Falls sonst noch irgendwelche Fragen bezüglich der Logik sind: nur her damit (obwohl ich euch jetzt schon mal davor warnen kann, dass diese FF nicht sonderlich viel davon besitzt^^). Ist halt hauptsächlich Kram, der mir gerne Mal kurz vorm Einschlafen durch die Birne spukt.
Sooo und nun endlich genug des Gelabers. Hoffe, ihr habt jetzt noch Lust, euch das erste Kapitel durchzulesen^^ Ach ja, ne letzte Warnung: dieses gehört nicht unbedingt zum Rest, wusste nur nicht, wo ich das einfügen soll (hab sie halt erst nach einigen anderen und vor allem nach dem Film geschrieben, deswegen würden weitere Kapis nicht ganz soo viel Sinn machen, wenn man dieses streng dazu zählt). So jetzt aber:
Ganz liebes Grüßlein
StellaHada

__________________________________________________________________________

Als er einen Fuß in das riesige Haus setzte, wurde Bucky erst bewusst, dass er sich niemals hätte von Steve überreden lassen sollen, mitzukommen. Doch der Blonde hatte so lange auf ihn eingeredet, bis er schließlich entnervt zugestimmt hatte.

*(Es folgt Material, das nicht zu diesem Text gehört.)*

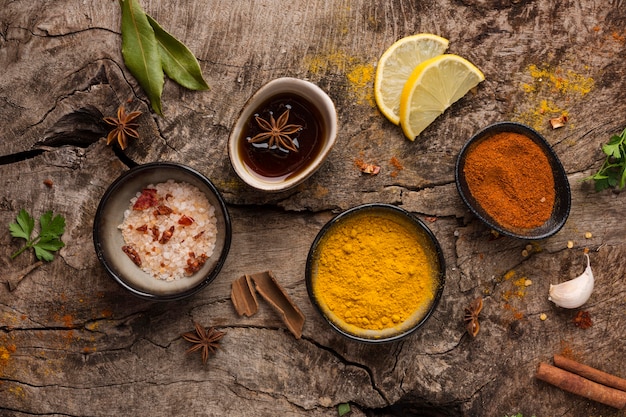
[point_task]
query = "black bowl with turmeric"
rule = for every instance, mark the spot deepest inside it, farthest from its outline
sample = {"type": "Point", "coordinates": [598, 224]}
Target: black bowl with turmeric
{"type": "Point", "coordinates": [509, 176]}
{"type": "Point", "coordinates": [375, 273]}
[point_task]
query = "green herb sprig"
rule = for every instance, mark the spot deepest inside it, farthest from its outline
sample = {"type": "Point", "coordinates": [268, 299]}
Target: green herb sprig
{"type": "Point", "coordinates": [612, 173]}
{"type": "Point", "coordinates": [47, 241]}
{"type": "Point", "coordinates": [149, 51]}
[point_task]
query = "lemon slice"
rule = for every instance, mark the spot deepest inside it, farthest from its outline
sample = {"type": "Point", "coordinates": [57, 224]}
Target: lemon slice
{"type": "Point", "coordinates": [432, 87]}
{"type": "Point", "coordinates": [395, 66]}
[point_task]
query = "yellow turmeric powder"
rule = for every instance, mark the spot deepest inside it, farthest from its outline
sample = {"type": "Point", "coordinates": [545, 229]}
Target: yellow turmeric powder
{"type": "Point", "coordinates": [376, 275]}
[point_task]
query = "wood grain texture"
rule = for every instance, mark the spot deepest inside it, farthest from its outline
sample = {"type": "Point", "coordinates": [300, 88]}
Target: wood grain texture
{"type": "Point", "coordinates": [73, 343]}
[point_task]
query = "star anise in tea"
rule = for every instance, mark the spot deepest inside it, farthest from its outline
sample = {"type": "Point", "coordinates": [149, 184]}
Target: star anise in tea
{"type": "Point", "coordinates": [206, 340]}
{"type": "Point", "coordinates": [124, 127]}
{"type": "Point", "coordinates": [276, 132]}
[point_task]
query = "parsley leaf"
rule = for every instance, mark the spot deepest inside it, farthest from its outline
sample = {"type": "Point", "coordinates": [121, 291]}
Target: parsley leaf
{"type": "Point", "coordinates": [47, 241]}
{"type": "Point", "coordinates": [612, 173]}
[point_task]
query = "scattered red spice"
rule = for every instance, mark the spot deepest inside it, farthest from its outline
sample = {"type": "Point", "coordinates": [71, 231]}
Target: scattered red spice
{"type": "Point", "coordinates": [162, 210]}
{"type": "Point", "coordinates": [618, 37]}
{"type": "Point", "coordinates": [366, 168]}
{"type": "Point", "coordinates": [185, 220]}
{"type": "Point", "coordinates": [583, 320]}
{"type": "Point", "coordinates": [147, 199]}
{"type": "Point", "coordinates": [397, 166]}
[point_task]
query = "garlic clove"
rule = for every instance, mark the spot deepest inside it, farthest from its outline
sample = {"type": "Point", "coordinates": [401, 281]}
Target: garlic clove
{"type": "Point", "coordinates": [575, 292]}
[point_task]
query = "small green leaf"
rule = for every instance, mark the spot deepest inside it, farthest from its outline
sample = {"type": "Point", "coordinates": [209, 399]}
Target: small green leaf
{"type": "Point", "coordinates": [24, 226]}
{"type": "Point", "coordinates": [51, 226]}
{"type": "Point", "coordinates": [43, 254]}
{"type": "Point", "coordinates": [178, 62]}
{"type": "Point", "coordinates": [141, 52]}
{"type": "Point", "coordinates": [50, 243]}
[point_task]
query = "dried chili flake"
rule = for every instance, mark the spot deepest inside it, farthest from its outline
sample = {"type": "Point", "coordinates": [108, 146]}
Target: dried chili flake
{"type": "Point", "coordinates": [132, 254]}
{"type": "Point", "coordinates": [195, 263]}
{"type": "Point", "coordinates": [366, 168]}
{"type": "Point", "coordinates": [185, 220]}
{"type": "Point", "coordinates": [147, 199]}
{"type": "Point", "coordinates": [155, 232]}
{"type": "Point", "coordinates": [162, 210]}
{"type": "Point", "coordinates": [166, 236]}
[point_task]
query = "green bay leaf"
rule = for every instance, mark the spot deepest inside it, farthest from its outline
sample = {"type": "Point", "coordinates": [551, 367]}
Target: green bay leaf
{"type": "Point", "coordinates": [178, 61]}
{"type": "Point", "coordinates": [141, 52]}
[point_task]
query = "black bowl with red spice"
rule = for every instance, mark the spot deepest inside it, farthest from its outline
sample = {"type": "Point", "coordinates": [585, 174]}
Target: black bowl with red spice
{"type": "Point", "coordinates": [509, 176]}
{"type": "Point", "coordinates": [162, 231]}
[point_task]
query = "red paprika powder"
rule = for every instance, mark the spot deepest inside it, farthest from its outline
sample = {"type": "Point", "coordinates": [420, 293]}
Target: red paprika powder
{"type": "Point", "coordinates": [510, 177]}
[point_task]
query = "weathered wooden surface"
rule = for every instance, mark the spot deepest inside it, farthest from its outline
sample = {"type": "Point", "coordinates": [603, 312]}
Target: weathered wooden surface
{"type": "Point", "coordinates": [73, 343]}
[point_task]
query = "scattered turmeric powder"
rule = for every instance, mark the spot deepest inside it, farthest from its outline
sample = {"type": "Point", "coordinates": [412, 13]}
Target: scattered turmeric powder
{"type": "Point", "coordinates": [548, 87]}
{"type": "Point", "coordinates": [359, 73]}
{"type": "Point", "coordinates": [375, 272]}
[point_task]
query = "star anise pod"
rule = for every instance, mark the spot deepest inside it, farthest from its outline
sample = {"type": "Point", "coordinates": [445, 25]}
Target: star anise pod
{"type": "Point", "coordinates": [277, 132]}
{"type": "Point", "coordinates": [203, 339]}
{"type": "Point", "coordinates": [124, 127]}
{"type": "Point", "coordinates": [471, 316]}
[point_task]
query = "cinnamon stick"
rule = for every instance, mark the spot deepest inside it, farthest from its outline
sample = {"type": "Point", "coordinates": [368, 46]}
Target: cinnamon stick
{"type": "Point", "coordinates": [578, 385]}
{"type": "Point", "coordinates": [274, 294]}
{"type": "Point", "coordinates": [243, 296]}
{"type": "Point", "coordinates": [590, 373]}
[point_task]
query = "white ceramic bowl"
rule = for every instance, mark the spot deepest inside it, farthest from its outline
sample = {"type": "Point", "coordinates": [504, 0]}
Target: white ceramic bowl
{"type": "Point", "coordinates": [108, 239]}
{"type": "Point", "coordinates": [283, 87]}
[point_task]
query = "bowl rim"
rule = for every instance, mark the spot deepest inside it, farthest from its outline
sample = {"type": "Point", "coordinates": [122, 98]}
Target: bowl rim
{"type": "Point", "coordinates": [110, 191]}
{"type": "Point", "coordinates": [441, 275]}
{"type": "Point", "coordinates": [562, 206]}
{"type": "Point", "coordinates": [297, 86]}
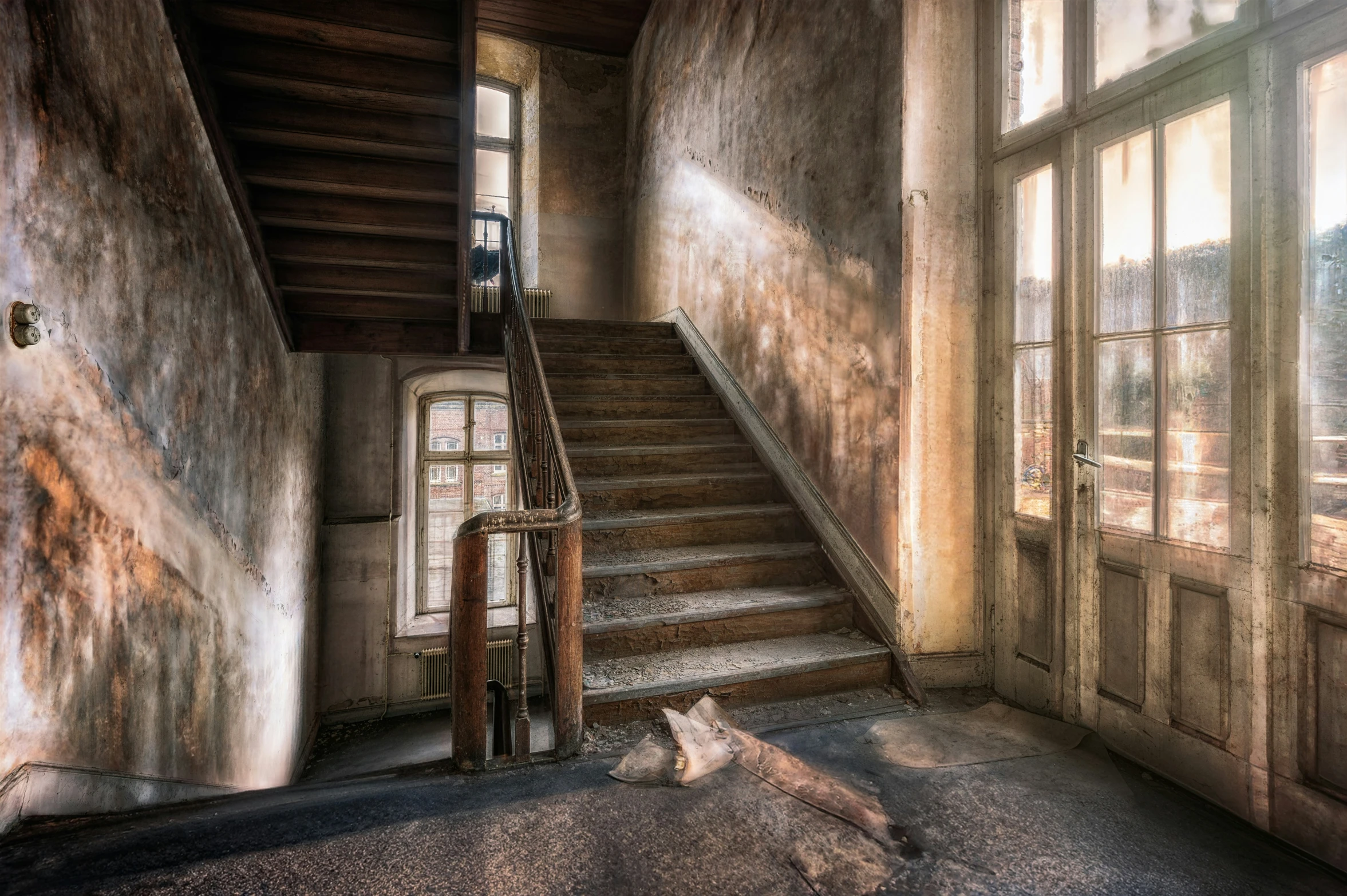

Es würde schon lustig werden, hatte er ihm versichert.
Was allerdings so spaßig daran sein sollte, in die entsetzten Gesichter der restlichen Mitbewohner zu schauen und sich so fehl am Platz zu fühlen, wie selten zuvor, erschloss sich ihm nicht. Natürlich waren sie zu höflich, um es direkt zu fragen. Doch ihre Augen schrien Steve förmlich an, dass er den Verstand verloren hatte. Es war die Braunhaarige, die ihn vor T’Challas Krallen bewahrt hatte, die vorsichtig bemerkte, dass sie kein weiteres Zimmer für ihn zur Verfügung hatten.
Doch Steve winkte nur ab und meinte, dass sie sich eines teilen würden. Dass eigene Zimmer und sogar Betten ohnehin ein Luxus seien, mit dem er noch nicht ganz klar kam. »Also dann…«, meinte einer der Männer schließlich unschlüssig, »Willkommen.«
Bucky nickte nur zum Dank und erkundigte sich, wo das Zimmer sei, um so schnell wie möglich aus dieser Situation heraus zu kommen.
Es benötigte nicht einmal eine Minute, um seine wenigen Habseligkeiten einzuräumen. Bis Steve eintrat, verbrachte er die Zeit sitzend auf dem Bett. Was sollte er auch großartig mit sich anfangen?
»Mich hierher mit zu schleppen, schafft es, was Dämlichkeit betrifft, fast mit deiner Idee zur Army zu gehen, zu konkurrieren«, begrüßte er seinen besten Freund.
Dieser zuckte nur grinsend mit den Schultern. »Vergiss die anderen. Sie brauchen halt noch eine Weile.«
»Kannst du es ihnen verdenken? Sie sollen sich ein Haus mit einer tickenden Zeitbombe teilen…«
»Das bist du nicht.«

Dass Steve mit seiner Überzeugung falsch lag, bewies Bucky ihm bereits in der ersten Nacht. Erinnerungen seiner Missionen verfolgten ihn bis in den Schlaf. Er hörte Schreie, fühlte weiche Haut unter seinen Händen nachgeben. Als Steve ihn weckte, war er noch so sehr in der Panik gefangen, dass er dem anderen Mann beinahe einen Arm gebrochen hätte beim Versuch, ihn loszuwerden.
Seitdem hatte er noch mehr Angst vor dem Einschlafen. Er zwang sich, wach zu bleiben, war es ohnehin gewohnt, mit wenigen Stunden Schlaf klar zu kommen. Was ihn jedoch wirklich störte, war die Tatsache, dass sein bester Freund sich eindeutig zu breit machte. Schon als er nur ein Knirps gewesen war, hatte er ein unglaubliches Talent darin gehabt, doch nun, wo er ihn an Größe eingeholt hatte, wurde er an den Rand des Bettes gedrängt und drohte, jeden Augenblick auf dem Boden zu landen. Außerdem zog er ihm immer wieder die Decke weg. Sie hätten sich eindeutig eine zweite zulegen sollen. Würde er vielleicht auch am nächsten Tag machen.
Nahm er sich bereits zum fünften Mal vor…
Stattdessen stand er lieber jedes Mal seufzend auf und machte es sich auf dem Fenstersims gemütlich. Starrte so lange in die Nacht, bis die ersten Sonnenstrahlen sich hervor stahlen, erst dann war er müde genug, um sicher zu sein, dass er nicht träumen würde. Nur dann wagte er es, sich wieder zu seinem besten Freund zu gesellen.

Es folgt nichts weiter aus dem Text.